Crime doesn’t pay: 5 local restaurant robberies gone wrong
If there's one thing McGruff the Crime Dog taught us, it's that you can totally wear a trench coat with nothing under it. If there are two things though, it's the trench thing, and that crime doesn't pay. Especially if you're doing it at a Chicago restaurant. Here are five idiotic criminals who tried to eff with Chicago restaurants and almost all lost spectacularly, including that dude who literally just got karate-chopped by Jason Chan at Juno.
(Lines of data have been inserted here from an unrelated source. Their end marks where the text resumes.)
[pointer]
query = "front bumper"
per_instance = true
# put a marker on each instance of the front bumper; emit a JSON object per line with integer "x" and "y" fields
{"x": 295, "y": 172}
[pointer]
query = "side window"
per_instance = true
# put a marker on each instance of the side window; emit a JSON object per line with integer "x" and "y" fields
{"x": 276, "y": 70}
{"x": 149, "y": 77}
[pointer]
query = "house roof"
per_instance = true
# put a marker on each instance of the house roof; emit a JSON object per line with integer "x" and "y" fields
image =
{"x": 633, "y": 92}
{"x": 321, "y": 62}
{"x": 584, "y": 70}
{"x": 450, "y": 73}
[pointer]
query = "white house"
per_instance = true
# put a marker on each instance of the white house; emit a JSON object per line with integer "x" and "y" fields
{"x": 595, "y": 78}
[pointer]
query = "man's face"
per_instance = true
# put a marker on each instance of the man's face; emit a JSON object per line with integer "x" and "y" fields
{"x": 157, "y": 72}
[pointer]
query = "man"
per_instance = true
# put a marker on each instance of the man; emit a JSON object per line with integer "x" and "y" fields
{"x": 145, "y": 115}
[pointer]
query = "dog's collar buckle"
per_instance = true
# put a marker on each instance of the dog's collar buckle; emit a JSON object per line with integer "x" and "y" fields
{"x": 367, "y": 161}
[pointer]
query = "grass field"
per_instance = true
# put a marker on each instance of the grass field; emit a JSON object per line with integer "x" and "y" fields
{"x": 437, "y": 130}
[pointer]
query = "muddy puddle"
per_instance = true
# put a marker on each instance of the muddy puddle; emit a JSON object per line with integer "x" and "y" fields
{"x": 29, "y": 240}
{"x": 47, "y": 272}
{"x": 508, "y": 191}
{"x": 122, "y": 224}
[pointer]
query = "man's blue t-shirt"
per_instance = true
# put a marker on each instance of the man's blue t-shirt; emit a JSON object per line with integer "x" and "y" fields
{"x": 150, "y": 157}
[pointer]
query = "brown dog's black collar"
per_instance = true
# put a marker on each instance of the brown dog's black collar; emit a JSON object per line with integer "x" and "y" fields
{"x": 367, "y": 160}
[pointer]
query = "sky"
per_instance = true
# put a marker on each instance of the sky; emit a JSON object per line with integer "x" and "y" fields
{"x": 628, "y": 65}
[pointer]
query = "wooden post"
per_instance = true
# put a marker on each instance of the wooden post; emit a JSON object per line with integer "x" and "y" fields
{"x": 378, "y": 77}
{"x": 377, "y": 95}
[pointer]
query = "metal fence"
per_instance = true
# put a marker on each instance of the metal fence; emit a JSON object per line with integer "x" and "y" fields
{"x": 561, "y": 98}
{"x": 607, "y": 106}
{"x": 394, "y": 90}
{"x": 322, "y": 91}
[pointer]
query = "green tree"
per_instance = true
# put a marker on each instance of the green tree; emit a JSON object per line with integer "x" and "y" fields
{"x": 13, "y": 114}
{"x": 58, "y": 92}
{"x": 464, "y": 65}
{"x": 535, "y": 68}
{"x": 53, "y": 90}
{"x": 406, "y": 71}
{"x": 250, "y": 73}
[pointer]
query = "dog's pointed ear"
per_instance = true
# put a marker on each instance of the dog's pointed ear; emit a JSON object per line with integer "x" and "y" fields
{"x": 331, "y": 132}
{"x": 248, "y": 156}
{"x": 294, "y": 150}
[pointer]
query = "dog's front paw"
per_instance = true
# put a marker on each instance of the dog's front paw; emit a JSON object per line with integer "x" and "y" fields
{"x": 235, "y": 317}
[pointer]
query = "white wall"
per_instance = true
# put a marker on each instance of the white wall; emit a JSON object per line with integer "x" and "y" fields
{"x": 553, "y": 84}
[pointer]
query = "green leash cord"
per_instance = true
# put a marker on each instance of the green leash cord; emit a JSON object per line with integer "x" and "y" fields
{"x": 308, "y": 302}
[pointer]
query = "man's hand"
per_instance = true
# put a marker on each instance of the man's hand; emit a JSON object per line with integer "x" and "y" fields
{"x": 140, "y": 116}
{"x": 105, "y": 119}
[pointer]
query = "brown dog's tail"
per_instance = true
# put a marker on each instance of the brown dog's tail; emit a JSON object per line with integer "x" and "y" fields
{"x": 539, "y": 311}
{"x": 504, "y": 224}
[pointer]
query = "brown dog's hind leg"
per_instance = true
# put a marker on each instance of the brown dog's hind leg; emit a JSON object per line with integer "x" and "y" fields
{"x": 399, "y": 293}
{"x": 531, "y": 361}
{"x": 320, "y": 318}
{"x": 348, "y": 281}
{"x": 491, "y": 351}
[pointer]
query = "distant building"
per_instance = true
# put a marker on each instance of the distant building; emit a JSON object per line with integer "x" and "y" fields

The Scene: Juno in Lincoln Park, November 7th
The Crime: Stealing from a restaurant owned by a karate master
When a guy in a distinctive striped sweater nabbed a customer’s iPhone at Juno’s bar and took off, owner Jason Chan deployed some good, old-fashioned street justice. Chan, an ex-bouncer and Shidokan black belt, jumped in his car and spotted the thief at a nearby Lou Malnati’s. The thief tried to take a swing, and Chan used his Shidokan powers to subdue the thief with an armbar, holding him down until police arrived.
Proposed Punishment: Three years on hold waiting for AppleCare customer service.
The Scene:Pie Hole Pizza Joint in Lakeview, October 26th, 630a
The Crime: Playing tug of war with an iPad
The iPad next to the register at Pie Hole may have seemed like easy pickins, until the thief smashed the storefront window and yanked on the device 10 times before realizing that the security cable wasn’t giving up before he did.
Proposed Punishment: Sentenced to a year locked in an aviary with very angry birds.
The Scene: Clifton Grill in West Rogers Park, August 11th, 1130p
The Crime: Robbing a restaurant at Super Soaker-point
If you ever wondered what might happen if you told a robber threatening to pull a gun on you that “now’s not a good time, come back in an hour”, here's your answer: when two gullible robbers approached the restaurant demanding food, the owner told 'em to come back later. They did, only to find the cops waiting for them. Both were arrested and and their weapons taken -- a metal bat and a squirt gun.
Proposed Punishment: Imprisonment with weekly Parole board meetings where they're told “now’s not a good time, come back in an hour.”
The Scene: JK Kabab House in West Rogers Park, September 16th, 2a
The Crime: Attempting to bike away with almost 400lbs of meat
You have to be pretty brazen to take $600-worth of marinated chicken, beef, and lamb, and then try to bike away with it through a well-lit alley. After spilling the container of meat onto the pavement, the meat thief returned with a shopping cart to load up his heist-ables. The meat thief may still be at-large, so be on the look-out for a man who looks like he’s eaten his weight in beef and can’t ride a bike.
Proposed Punishment: 2 years pedaling at a Divvy bike docking station.
The Scene: 2 Sparrows in Lincoln Park, February 23rd
The Crime:Grand Theft bathroom
Someone tried to steal the bathroom sink at 2 Sparrows during a Saturday evening rush. Yes, the sink. The thief had gotten nearly the whole $300 blown-glass sink unscrewed from the base by hand before realizing how suspicious it might look walking out of the bathroom with a sink-shaped object under their sweater.
Proposed Punishment: Same as the original “Wet Bandits": forced to spend six months on a movie set with Macaulay Culkin filming a reboot of Home Alone.